1. DELETE_FAST / DELETE_DEREF no longer abort_permanent

Every except E as e: handler ends with an implicit del e, compiled to
DELETE_FAST (or DELETE_DEREF when a nested function closes over e, turning
the local into a cell). The codewriter previously emitted abort_permanent for
both opcodes, so any loop or bridge containing an exception handler fell out of
the JIT entirely.

Both are now lowered by composing existing graph ops — no new residual:

  • DELETE_FASTload_fast_check (raise-if-unbound) + a ConstRef(0)
    slot clear (reusing LoadFastAndClear) + clear_local_value.
  • DELETE_DEREFload_deref_value (raise-if-unbound) +
    store_deref_value(cell, NULL) (clears the cell contents, keeps the cell in
    the slot) + store_local_value. The live interpreter impl is delete_deref.

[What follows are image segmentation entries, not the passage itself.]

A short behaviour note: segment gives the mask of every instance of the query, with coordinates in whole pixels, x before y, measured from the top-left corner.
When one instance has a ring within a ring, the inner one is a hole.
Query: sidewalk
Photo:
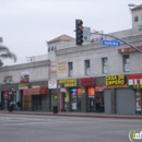
[[[113,119],[141,119],[142,115],[114,115],[114,114],[98,114],[98,113],[43,113],[43,111],[4,111],[0,114],[15,114],[15,115],[39,115],[39,116],[62,116],[62,117],[90,117],[90,118],[113,118]]]

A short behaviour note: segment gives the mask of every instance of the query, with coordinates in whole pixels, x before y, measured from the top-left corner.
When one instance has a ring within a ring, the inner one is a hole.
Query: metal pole
[[[137,51],[139,51],[139,52],[142,54],[142,50],[140,50],[139,48],[137,48],[137,47],[134,47],[133,45],[130,45],[129,43],[127,43],[127,42],[125,42],[125,40],[122,40],[122,39],[120,39],[120,38],[118,38],[118,37],[115,37],[115,36],[113,36],[113,35],[107,35],[107,34],[102,34],[102,33],[91,33],[91,34],[104,35],[104,36],[113,37],[113,38],[118,39],[118,40],[122,42],[123,44],[130,46],[131,48],[134,48]]]

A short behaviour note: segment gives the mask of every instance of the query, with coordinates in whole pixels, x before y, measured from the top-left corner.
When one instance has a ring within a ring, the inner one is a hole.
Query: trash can
[[[58,106],[54,106],[54,114],[58,114]]]

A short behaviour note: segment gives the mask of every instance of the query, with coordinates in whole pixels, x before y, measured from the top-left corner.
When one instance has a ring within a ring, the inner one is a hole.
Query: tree
[[[2,59],[13,59],[15,62],[16,56],[8,47],[0,44],[0,67],[3,66]]]

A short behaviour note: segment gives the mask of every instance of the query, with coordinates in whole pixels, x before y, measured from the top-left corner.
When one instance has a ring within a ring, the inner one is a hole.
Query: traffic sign
[[[91,27],[83,26],[83,40],[91,40]]]
[[[119,40],[102,40],[103,46],[117,46],[120,47],[121,43]]]

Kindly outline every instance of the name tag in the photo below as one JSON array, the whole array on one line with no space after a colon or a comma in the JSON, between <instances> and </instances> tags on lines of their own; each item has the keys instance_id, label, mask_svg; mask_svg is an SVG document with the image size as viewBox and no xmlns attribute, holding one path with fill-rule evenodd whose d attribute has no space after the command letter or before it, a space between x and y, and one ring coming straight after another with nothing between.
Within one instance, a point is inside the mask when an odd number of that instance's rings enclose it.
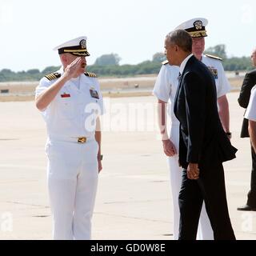
<instances>
[{"instance_id":1,"label":"name tag","mask_svg":"<svg viewBox=\"0 0 256 256\"><path fill-rule=\"evenodd\" d=\"M61 97L62 98L69 98L69 97L70 97L70 94L61 94Z\"/></svg>"},{"instance_id":2,"label":"name tag","mask_svg":"<svg viewBox=\"0 0 256 256\"><path fill-rule=\"evenodd\" d=\"M208 69L211 72L211 74L214 75L214 78L215 79L218 79L218 70L214 68L213 66L208 66Z\"/></svg>"},{"instance_id":3,"label":"name tag","mask_svg":"<svg viewBox=\"0 0 256 256\"><path fill-rule=\"evenodd\" d=\"M92 98L99 98L98 91L96 90L90 89L90 94Z\"/></svg>"}]
</instances>

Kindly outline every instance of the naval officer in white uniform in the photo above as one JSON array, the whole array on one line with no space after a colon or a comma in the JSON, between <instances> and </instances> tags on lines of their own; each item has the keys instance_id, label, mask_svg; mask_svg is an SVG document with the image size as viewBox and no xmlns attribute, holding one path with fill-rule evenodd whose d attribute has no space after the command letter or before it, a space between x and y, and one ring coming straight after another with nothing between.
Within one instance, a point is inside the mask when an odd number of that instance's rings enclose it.
<instances>
[{"instance_id":1,"label":"naval officer in white uniform","mask_svg":"<svg viewBox=\"0 0 256 256\"><path fill-rule=\"evenodd\" d=\"M213 73L217 88L218 103L219 115L222 122L224 130L227 136L230 136L229 132L229 108L226 94L230 90L230 86L226 78L224 70L221 61L218 58L202 55L203 47L199 49L195 40L204 42L204 37L206 35L206 26L207 25L206 18L194 18L189 20L177 29L187 30L193 39L192 50L193 54L203 62L210 71ZM195 26L196 25L196 26ZM201 39L198 39L201 38ZM174 102L176 94L176 90L178 84L179 67L169 65L168 62L164 62L158 76L153 94L158 100L158 120L161 130L161 137L163 145L163 150L166 154L169 170L170 173L171 192L173 197L174 210L174 239L178 238L179 229L179 207L178 207L178 194L182 184L182 169L178 166L178 139L179 139L179 122L174 114ZM166 103L168 104L168 115L171 120L171 127L168 134L166 125ZM213 240L214 234L210 226L209 218L206 210L205 204L202 205L200 215L198 239Z\"/></svg>"},{"instance_id":2,"label":"naval officer in white uniform","mask_svg":"<svg viewBox=\"0 0 256 256\"><path fill-rule=\"evenodd\" d=\"M55 47L61 69L41 79L36 106L46 123L47 183L54 239L90 239L102 170L100 86L86 72L86 37Z\"/></svg>"}]
</instances>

Both are byte-identical to the interpreter path by construction. Added a guard
bench exception_as_cell_cleanup.py for the cell (DELETE_DEREF) case.

2. Top-level raise builds the exit-frame FINISH

A top-level frame that exits by raising (no local handler) recorded its FINISH
inline with exit_frame_with_exception_descr, and set a Raise disposition —
but that disposition flag was write-only. trace.rs's two Terminate handlers
only read the normal-return payload channel, so they discarded the trace with
"Terminate without finish payload" and every raising exit deopted (bridges
compiled = 0).

The TraceAction::Finish { exit_with_exception } field and
finish_and_compile's exit-frame-with-exception branch already existed but were
unfed. The fix defers the FINISH to finish_and_compile (symmetric with the
normal-return path): walk() stashes the exception in FBW_FINISH_PAYLOAD plus
the Raise disposition, and both Terminate handlers detect Raise and build
TraceAction::Finish { exit_with_exception: true }. Four dispatch unit tests
updated to the deferred contract.

Results

  • exceptions.py / exception_args_virtual: bridges 0 → 1, aborts 43 → 5,
    guard failures 7758 → 200; output byte-identical.
  • Sweep of 23 exception benches: zero regressions.
  • Wins: swap_except_return_resume 2.79 → 0.06s, finally_bare_raise
    0.86 → 0.05s, exception_oserror_fields 1.12 → 0.51s,
    residual_raise_except_resume → 0.06s.
  • check.py dynasm + cranelift 188/188 each; majit-metainterp lib 263/0.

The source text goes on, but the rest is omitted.